Brunequilda había despedido a sus compañeras y estaba barriendo la sala. Grontal se le acercó por la espalda y le metió la mano bajo la enagua. La mujer dio un repullo.
—¡Caramba con el huésped y qué atrevido es! —lo riñó divertida.
—¡Ya quisiera que la anfitriona fuera tan caritativa como yo atrevido! —dijo Grontal en tono triste—. Perdona que te importune, mujer, pero mañana pudiera estar muerto, la fiesta se ha extinguido, cada mochuelo se ha ido a su olivo y yo no quisiera pasar esta noche, que puede ser la última, solo como un perro.
Brunequilda se enterneció.
—Quizá te doy asco porque soy enano —añadió Grontal melancólico. Nada de eso— replicó la viuda: —todos somos hijos de Odín, enanos, humanos, elfos… incluso puede que los orcos.

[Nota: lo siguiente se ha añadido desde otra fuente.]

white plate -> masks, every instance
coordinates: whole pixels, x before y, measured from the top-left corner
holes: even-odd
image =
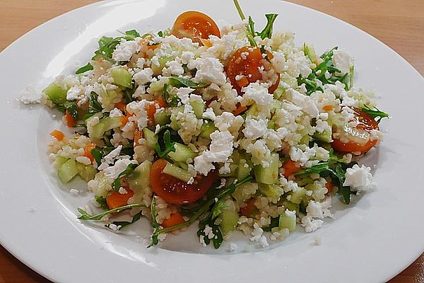
[[[167,249],[146,250],[143,238],[81,223],[76,207],[82,202],[59,184],[45,154],[48,133],[60,120],[52,122],[52,112],[40,105],[20,105],[16,100],[20,91],[30,83],[42,88],[61,72],[74,70],[76,60],[92,56],[99,37],[116,35],[116,30],[164,29],[187,10],[239,21],[230,0],[102,1],[42,25],[0,54],[1,245],[61,282],[376,282],[392,277],[423,252],[423,77],[384,44],[334,18],[281,1],[242,2],[258,26],[265,13],[278,12],[275,28],[295,31],[298,44],[313,42],[319,52],[338,45],[356,58],[355,83],[381,93],[381,108],[392,116],[383,123],[388,132],[373,155],[378,190],[338,209],[317,233],[297,233],[255,253],[230,254],[223,247],[216,253],[201,248],[189,233],[168,237]],[[313,245],[315,236],[321,246]]]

—Los oreos no sé —respondió Grontal—, pero desde luego los enanos tenemos una sensibilidad la mar de grande.
—Eso es lo que importa —dijo la camarera—, la sensibilidad. El tamaño de la persona no importa.
Grontal enarcó una ceja.
—¿De veras crees que el tamaño no importa? La rubia asintió solemnemente.
—Eso creo.
Grontal la tomó de la mano y la condujo a su aposento. Dos bebedores medio borrachos se dieron con el codo e intercambiaron pícaros guiños.

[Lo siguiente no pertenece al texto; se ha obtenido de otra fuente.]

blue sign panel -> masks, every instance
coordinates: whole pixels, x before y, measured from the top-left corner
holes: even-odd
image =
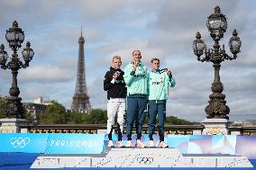
[[[49,133],[45,154],[100,154],[105,134]]]
[[[43,153],[48,134],[0,133],[0,152]]]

Grontal y Brunequilda pasaron la noche juntos y al día siguiente, cuando las banderas del día estaban bien levantadas, sonaron los cuernos que convocaban la expedición contra el gigante Antulfas. Grontal saltó de la cama, tomó su hacha de combate y se despidió de Brunequilda con un beso en la frente. Ella, sudorosa, satisfecha y escocida, remoloneó un poco antes de abandonar la cama. Quería regodearse con el recuerdo reciente de lo vivido y sentido.
—¿Volverás?
—¿Sigues pensando que el tamaño no importa? —preguntó el enano. Ella sonrió satisfecha.
—¡Vaya si importa!
La besó otra vez y se fue. En el puerto, los remeros, todos jóvenes, rubios y esforzados, habían ocupado sus puestos y aguardaban con los remos levantados. El pueblo había bajado a aclamar al enano que se enfrentaría con el monstruo Antulfas. Grontal avanzó por el pasillo que formaba la muchedumbre todos muchísimo más altos que él, recibiendo parabienes y golpecitos amistosos en el hombro, además de algún que otro pescozón accidental. «Así habrán despedido a otros héroes que no regresaron», pensó mientras lo jaleaban.
El drakar se hizo a la mar y se perdió en dirección a Oland, la isla de la Espada.